Willie Lynch Media

Lucius Gantt

The Gantt Report

By Lucius Gantt

I began my media career at 17-years old when I was hired by WSB-TV, Atlanta’s largest and most famous television station.

The year was 1968. At that time, I didn’t know I would have a long media career, I just wanted a job. After graduating from high school, my mother told me, “You have two weeks to celebrate; after that, you have to give me $15 a week to stay here.”

When WSB hired me, I didn’t have a journalism degree. In fact, there were about 30 employees in the newsroom, and only two of them studied journalism.

What I did have was street smarts.

You see, in 1968 Atlanta reacted to the death of its native son, Dr. Martin Luther King, Jr., with bricks, bullets and Molotov cocktails.

My neighborhood, Fourth Ward, was more violent than any community in the ATL.

The WSB-TV newsman covering the riots was pelted with bricks and bottles.

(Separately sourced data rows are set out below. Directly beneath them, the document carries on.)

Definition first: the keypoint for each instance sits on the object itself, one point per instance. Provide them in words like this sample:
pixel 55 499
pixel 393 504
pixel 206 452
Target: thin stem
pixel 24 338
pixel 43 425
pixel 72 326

During the mayhem, my white friend suffered a brain injury.

That same guy encouraged me to go back to school, but I hesitated. I was a TV employee, but I made more money hustling. He told me, “If I fill out the registration papers at Georgia State College and you’re accepted, would you go?”

I answered yes and the rest is history.

In 1968, my “news” came from The Pittsburg Courier, The Atlanta World, The Chicago Defender, Ebony and Jet.

My “news” has always been Black even though I eventually worked for The Atlanta Journal, The Associated Press, The Washington Post and The Tallahassee Democrat because I could write anyway and anything my employers wanted.

Today, remnants of those Black newspapers are still around but like most community newspapers, changes came and now the newspapers seldom, if ever, plead the causes or interests of Black people in America.

Don’t get me wrong. I love the Black newspaper owners that run The Gantt Report in their publications. And, I wish the publishers well that choose not to run news reports and columns by local residents and local media persons.

Today, John Russwurm, Samuel Cornish, Ida B. Wells, Frederick Douglass, Marcus Garvey, and other great freedom fighters and civil rights activists couldn’t go to sleep and dream about working in some Black newspapers because community reporters and community columnists have zero value to many Black publishers and media owners.

Don’t worry, Black writers on a mission from God cannot be stopped. They cannot be silenced.

What we are experiencing is a period of “Willie Lynch Media”.

Willie Lynch was reportedly a plantation owner during the days of slavery who had a recipe for controlling slaves.

Lynch basically said in speeches and letters that Blacks would never unite, work together and support their brothers and sisters if you could turn Blacks against each other in every way, by slave status, by skin color, by education, etc.

I say, we all have a role in Black progress, the rich, the poor, the strong, the weak, the old, the young, the integrationists, the separatists, the violent and the non-violent must all work together to some degree and in some way. Don’t let people that enjoy white media stop you from being yourself and loving your kind.

If you don’t know, there once was a newspaper. In my paper, anyone who could write well could write in the paper and it didn’t matter what their political persuasion was, it didn’t matter what business or social group they belonged to and it didn’t matter how much money they had.

All that mattered was their authenticity, their love for their community and their level of professionalism.

I never asked my media writers to write like me or write what I wrote. I wanted writers that had a passion and a desire to inform Gantt Report readers regardless of their writing styles.

My newspaper ceased publication when my lobbying clients suggested that I should limit my writings to editorial and opinion columns because people in power did not want Black people to read the truth, especially the “hard truth” as many conscious newspapers printed and published.

When the time comes for me to stop writing, I’ll be OK. I wish I had money to start a J-school to teach young people how to write, do broadcasting, advertising and other media skills.

I believe the Black media pros of today must be versatile. I’m tired of seeing Black writers trying to imitate journalism bigots and klansmen that think Black journalists are inferior, unskilled and unprofessional if they don’t write like Amy and Bubba.

Will new, unafraid and righteous Black writers please stand up?

My media candle can only burn for so long. I have three books I want to write before I take my final journey to the newspaper in the sky!

Young people, don’t fall for the media okey-doke. Black media persons are valuable, and so is their writing because Black writing is what African Americans want to read and professionally produced Black shows are what they want to watch.